Tornando all’akub, lo conobbi andando sulle colline di Betlemme per cercare di raggiungere un villaggio distrutto nel ‘48. Non arrivammo al villaggio perché i soldati occupanti bloccavano la strada, ma in compenso, camminando tra povere rovine rimaste sui prati dove 72 anni fa sorgevano altri villaggi, trovammo qualche akub, tanta “giada”, un’erba che si usa contro la gastrite, e tanto zaatar. Là una macina di molino, più giù l’entrata di una moschea ormai fantasma, poi qualche grande pietra rimasta incredibilmente al suo posto, ma sola. E ogni tanto le buche di antiche cisterne. E verde, tanto verde. Quello che esplode in primavera ricoprendo pietosamente le macerie di crimini mai puniti.

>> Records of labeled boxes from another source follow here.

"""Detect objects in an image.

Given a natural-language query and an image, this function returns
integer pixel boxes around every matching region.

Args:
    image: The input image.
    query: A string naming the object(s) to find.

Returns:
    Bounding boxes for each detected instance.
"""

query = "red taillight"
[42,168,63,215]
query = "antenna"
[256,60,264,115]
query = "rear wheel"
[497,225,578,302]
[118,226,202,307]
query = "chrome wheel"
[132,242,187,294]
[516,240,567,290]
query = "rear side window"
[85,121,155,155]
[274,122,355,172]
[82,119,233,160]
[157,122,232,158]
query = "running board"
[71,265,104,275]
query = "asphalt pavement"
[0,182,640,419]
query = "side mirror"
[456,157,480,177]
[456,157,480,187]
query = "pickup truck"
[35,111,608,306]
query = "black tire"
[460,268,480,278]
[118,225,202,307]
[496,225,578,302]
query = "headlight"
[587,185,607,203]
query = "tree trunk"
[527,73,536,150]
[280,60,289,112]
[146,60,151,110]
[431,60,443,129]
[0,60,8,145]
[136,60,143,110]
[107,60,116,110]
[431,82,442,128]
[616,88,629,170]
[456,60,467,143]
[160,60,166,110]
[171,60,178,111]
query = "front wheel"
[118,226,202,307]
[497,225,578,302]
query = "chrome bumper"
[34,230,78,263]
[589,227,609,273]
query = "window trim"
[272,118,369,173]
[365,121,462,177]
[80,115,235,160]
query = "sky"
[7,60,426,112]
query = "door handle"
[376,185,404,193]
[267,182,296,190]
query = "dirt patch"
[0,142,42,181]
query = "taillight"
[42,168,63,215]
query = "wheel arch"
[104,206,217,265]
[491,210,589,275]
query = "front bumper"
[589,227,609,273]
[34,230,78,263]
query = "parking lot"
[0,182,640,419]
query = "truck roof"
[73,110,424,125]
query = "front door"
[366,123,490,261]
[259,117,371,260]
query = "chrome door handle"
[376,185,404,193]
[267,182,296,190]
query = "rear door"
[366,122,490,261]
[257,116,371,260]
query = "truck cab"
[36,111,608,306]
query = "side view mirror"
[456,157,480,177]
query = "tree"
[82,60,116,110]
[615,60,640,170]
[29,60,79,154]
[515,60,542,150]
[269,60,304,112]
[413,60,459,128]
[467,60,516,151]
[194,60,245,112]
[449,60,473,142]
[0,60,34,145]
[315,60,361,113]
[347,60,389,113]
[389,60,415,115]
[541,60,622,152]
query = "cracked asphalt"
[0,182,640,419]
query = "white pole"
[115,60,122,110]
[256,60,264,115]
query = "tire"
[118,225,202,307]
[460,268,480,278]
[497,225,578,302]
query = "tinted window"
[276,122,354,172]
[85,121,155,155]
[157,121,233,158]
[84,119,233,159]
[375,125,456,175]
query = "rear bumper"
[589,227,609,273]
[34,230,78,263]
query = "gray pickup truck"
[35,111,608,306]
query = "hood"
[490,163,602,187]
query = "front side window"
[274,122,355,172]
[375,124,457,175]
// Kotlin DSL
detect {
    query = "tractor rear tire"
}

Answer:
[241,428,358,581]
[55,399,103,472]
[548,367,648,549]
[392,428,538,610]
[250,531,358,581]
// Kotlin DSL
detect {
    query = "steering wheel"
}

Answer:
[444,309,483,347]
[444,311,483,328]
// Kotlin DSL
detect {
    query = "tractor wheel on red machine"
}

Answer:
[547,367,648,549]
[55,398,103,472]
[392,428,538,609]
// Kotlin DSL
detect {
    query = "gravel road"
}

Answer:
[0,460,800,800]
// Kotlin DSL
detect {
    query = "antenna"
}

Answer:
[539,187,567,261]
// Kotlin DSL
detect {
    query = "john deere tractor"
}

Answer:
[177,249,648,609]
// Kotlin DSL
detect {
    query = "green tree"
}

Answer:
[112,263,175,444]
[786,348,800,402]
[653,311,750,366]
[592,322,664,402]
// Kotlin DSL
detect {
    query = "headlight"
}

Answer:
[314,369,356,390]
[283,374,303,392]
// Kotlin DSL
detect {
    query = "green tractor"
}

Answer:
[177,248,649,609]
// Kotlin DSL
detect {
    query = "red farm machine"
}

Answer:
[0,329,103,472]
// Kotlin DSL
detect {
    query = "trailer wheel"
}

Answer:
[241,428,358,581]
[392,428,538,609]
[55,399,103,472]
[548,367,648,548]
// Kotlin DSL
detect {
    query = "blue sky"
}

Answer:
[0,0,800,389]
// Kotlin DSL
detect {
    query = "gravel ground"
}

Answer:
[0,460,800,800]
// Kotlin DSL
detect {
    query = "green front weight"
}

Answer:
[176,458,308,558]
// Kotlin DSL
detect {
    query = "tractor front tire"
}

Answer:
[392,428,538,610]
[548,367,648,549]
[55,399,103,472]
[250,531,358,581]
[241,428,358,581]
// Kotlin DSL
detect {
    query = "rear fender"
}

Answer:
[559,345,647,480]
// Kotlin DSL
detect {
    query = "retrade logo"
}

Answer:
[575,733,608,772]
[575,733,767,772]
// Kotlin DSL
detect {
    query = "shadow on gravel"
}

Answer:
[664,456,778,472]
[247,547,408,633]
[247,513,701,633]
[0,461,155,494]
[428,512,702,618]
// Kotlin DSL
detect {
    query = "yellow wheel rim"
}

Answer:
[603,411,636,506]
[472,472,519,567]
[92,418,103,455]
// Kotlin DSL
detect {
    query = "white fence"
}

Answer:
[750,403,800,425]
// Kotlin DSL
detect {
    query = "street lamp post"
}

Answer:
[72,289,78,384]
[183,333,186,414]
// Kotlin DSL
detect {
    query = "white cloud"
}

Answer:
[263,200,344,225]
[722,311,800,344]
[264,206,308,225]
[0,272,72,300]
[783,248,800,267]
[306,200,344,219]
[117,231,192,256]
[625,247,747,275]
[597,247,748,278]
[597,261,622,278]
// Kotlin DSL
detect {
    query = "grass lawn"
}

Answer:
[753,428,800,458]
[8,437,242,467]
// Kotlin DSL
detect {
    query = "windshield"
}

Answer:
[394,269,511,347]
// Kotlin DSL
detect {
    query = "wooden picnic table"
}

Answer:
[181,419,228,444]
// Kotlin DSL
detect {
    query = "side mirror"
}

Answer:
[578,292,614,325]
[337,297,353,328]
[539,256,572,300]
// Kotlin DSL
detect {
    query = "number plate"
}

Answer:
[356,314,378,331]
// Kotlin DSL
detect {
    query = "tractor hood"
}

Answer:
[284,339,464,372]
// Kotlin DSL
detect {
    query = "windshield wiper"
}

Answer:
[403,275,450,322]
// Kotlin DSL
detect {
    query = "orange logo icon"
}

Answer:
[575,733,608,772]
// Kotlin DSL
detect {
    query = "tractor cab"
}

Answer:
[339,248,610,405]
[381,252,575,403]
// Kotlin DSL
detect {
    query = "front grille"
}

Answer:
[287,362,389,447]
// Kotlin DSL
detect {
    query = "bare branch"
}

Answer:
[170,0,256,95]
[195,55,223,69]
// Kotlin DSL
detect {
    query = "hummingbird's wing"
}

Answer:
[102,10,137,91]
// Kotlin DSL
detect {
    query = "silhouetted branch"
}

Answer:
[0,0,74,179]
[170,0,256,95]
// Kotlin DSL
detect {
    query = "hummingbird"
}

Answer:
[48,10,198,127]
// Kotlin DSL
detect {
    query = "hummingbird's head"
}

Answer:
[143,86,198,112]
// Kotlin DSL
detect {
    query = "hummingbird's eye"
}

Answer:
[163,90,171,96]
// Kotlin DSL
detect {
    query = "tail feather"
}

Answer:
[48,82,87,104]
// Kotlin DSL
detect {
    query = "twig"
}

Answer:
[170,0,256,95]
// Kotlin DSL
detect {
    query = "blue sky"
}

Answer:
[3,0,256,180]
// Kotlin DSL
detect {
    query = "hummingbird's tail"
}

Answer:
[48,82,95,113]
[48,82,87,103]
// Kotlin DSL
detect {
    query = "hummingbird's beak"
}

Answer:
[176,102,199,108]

Quel giorno, sotto il sole di un caldissimo giugno, ho finalmente risolto la querelle sulla vera natura dello zaatar, che qualcuno dice sia timo e qualcun altro origano! Entrambe le specie in fondo appartengono alla stessa famiglia, quella delle labiate e presentano caratteristiche alimentari e terapeutiche simili, tanto da poter essere intercambiabili. Entrambe, nel corso dei secoli, hanno prodotto numerosissime varietà ibride che rendono più numerosa la famiglia botanica che le riguarda e più difficile l’attribuzione del termine zaatar esclusivamente all’una o all’altra.
Quello che stavamo raccogliendo era una varietà montana di Origanun vulgaris a foglia molto stretta e somigliante al Thymus vulgaris (e anche al Thymus capitatus) col quale condivide praticamente tutti i principi attivi, a parte il profumo che essiccandosi aumenta. I fiori di entrambe le piante variano dal bianco al rosa violaceo e sbocciano all’apice degli steli. Il termine arabo zaatar si riferisce ad entrambe. Entrambe sono originarie della zona che va dal Mediterraneo al nord Africa ed entrambe sono utilizzate dalla notte dei tempi, sia per usi alimentari che medicinali e igienizzanti. L’olio essenziale di timo, in particolare, veniva già usato dagli egiziani per le imbalsamazioni data la sua capacità di impedire la putrefazione essendo fortemente antibatterico.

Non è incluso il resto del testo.